Here are some examples of using IEtools ('Information Equilibrium tools') for python to investigate a couple of dynamic equilibrium models. There are two datasets used below, both obtainable from FRED.

One is (nominal) GDP divided by All Employees: Total Nonfarm Payrolls (PAYEMS). This can be obtained from FRED by editing the graph, editing the line, and customizing the data (adding the second series and using a custom formula "a/b")

https://fred.stlouisfed.org/series/GDP

https://fred.stlouisfed.org/series/PAYEMS

The second is more straightforward and looks at the seasonally adjusted unemployment rate (UNRATE). This model only looks at recent data since the version of IEtools used here can only handle up to two shocks.

https://fred.stlouisfed.org/series/UNRATE

Both models are assessed using two different techniques. The first is the entropy minimization approach (finding the log-linear transformation that minimizes the entropy of the log-linear slope bins). This separates the dynamic equilibrium from the shocks. The second technique is a direct curve fit of both the shocks and the dynamic equilibrium. This approach allows the dynamic equilibrium slope to potentially be affected by the details of the shock shocks. The former is more computationally intensive and requires more fiddling with the parameters to get the result right, but is theoretically more desireable for forecasts and adding data to the fit (additional shocks in new data do not affect a previously fit dynamic equilibrium slope as strongly).

These were run in Python 3 using the Anaconda distribution.

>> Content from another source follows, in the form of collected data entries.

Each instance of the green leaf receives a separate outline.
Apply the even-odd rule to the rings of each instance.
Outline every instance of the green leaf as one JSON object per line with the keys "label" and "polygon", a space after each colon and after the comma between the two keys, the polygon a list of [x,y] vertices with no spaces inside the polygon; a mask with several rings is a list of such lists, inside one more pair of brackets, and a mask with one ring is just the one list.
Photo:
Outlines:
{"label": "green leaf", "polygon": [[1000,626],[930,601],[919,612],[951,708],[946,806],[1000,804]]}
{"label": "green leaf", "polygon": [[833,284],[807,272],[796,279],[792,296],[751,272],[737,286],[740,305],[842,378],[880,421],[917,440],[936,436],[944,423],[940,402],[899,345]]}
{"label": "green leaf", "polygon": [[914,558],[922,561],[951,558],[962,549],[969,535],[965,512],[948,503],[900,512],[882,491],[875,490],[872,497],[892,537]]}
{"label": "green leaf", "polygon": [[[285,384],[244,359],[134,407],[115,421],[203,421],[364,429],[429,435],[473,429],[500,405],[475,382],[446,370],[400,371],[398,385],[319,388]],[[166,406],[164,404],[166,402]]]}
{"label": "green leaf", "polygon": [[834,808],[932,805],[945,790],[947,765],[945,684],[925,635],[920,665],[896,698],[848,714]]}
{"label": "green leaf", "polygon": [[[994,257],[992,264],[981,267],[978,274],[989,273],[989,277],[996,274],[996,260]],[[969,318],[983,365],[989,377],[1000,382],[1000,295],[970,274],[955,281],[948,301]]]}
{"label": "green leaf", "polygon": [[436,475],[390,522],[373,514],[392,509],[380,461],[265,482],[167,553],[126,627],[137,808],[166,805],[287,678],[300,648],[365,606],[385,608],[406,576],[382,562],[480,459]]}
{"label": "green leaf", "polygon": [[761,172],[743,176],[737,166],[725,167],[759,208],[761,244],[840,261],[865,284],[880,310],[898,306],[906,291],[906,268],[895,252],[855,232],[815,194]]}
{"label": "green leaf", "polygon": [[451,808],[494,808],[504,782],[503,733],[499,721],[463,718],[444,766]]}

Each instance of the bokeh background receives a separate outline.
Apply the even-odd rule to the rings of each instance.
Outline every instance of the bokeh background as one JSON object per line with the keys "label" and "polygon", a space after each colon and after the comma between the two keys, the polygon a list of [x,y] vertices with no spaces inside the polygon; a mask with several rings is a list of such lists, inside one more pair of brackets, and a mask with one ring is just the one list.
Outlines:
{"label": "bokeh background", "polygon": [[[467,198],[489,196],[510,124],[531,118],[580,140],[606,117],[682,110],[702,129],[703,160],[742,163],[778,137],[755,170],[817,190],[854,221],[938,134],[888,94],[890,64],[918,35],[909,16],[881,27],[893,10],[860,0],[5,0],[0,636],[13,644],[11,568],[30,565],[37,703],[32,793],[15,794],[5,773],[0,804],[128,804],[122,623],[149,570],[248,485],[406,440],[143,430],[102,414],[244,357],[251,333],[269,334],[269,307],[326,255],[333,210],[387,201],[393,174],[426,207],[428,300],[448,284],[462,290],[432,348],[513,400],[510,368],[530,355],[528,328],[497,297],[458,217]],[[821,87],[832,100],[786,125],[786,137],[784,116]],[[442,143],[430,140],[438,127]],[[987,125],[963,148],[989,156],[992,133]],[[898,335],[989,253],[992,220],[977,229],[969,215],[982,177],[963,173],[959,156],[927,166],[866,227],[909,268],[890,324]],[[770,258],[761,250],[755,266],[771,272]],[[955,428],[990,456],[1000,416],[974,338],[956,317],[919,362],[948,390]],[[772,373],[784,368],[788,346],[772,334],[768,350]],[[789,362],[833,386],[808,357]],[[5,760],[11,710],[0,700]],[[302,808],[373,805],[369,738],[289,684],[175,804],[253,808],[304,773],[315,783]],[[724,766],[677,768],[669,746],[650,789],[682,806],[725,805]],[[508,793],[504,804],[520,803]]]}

The dynamic equilibrium model is described in more detail here:

http://informationtransfereconomics.blogspot.com/2017/01/dynamic-equilibrium-presentation.html

Have fun,

Jason Smith


In [ ]:
import numpy as np
import pylab as pl
from IEtools import *
%pylab inline

Example: NGDP/PAYEMS

First we read in the GDP/PAYEMS data and plot it.


In [ ]:
filename='C:/econdata/GDP_PAYEMS.csv'

output = FREDcsvRead(filename)

In [ ]:
plotData = output['data']
plotType = pl.plot
plotType = pl.semilogy
plotScale = 10**6
plotLabel = output['name']+' [$ p.c.]'
pl.figure(figsize=(12,6))
plotType(plotData[:,0],plotData[:,1]*plotScale)
pl.ylabel(plotLabel)
pl.show()

Dynamic equilibrium models

This applies the entropy minimization method of finding the dynamic equilibrium.


In [ ]:
temp = dynamic_equilibrium_optimize(output['data'],alphaDelta=0.01,method='brute')
transform = log_linear_transform(output['data'], temp)

transform[:,1] = np.exp(transform[:,1])
guess = [1.0,-1.0,1977.0,0.1,0.1,2015.0, 0.0]
result = dynamic_eq_fit(two_shock, transform, guess)

fitData = result['fit']
popt = result['params']
pcov = result['cov']       
        
plotData = transform        
plotScale = 1
plotLabel = output['name']+' [transformed]'
plotData2 = fitData

pl.figure(figsize=(12,6))
for index in range(len(result['transitions'])):
    pl.axvline(x=result['transitions'][index],color='0.5',linewidth=0.5)   
pl.plot(plotData[:,0],np.log(plotData[:,1]),plotData[:,0],np.log(plotData2))
pl.ylabel(plotLabel)
pl.show()

print('Dynamic equilibrium growth rate (entropy min) = ',np.round(100*temp,decimals=2))
print('Shock centers = ',np.round(result['transitions'],decimals=1))
print('Shock widths = ',np.round(result['shock_widths'],decimals=2))
print('Shock magnitudes = ',np.round(result['shock_mags'],decimals=2))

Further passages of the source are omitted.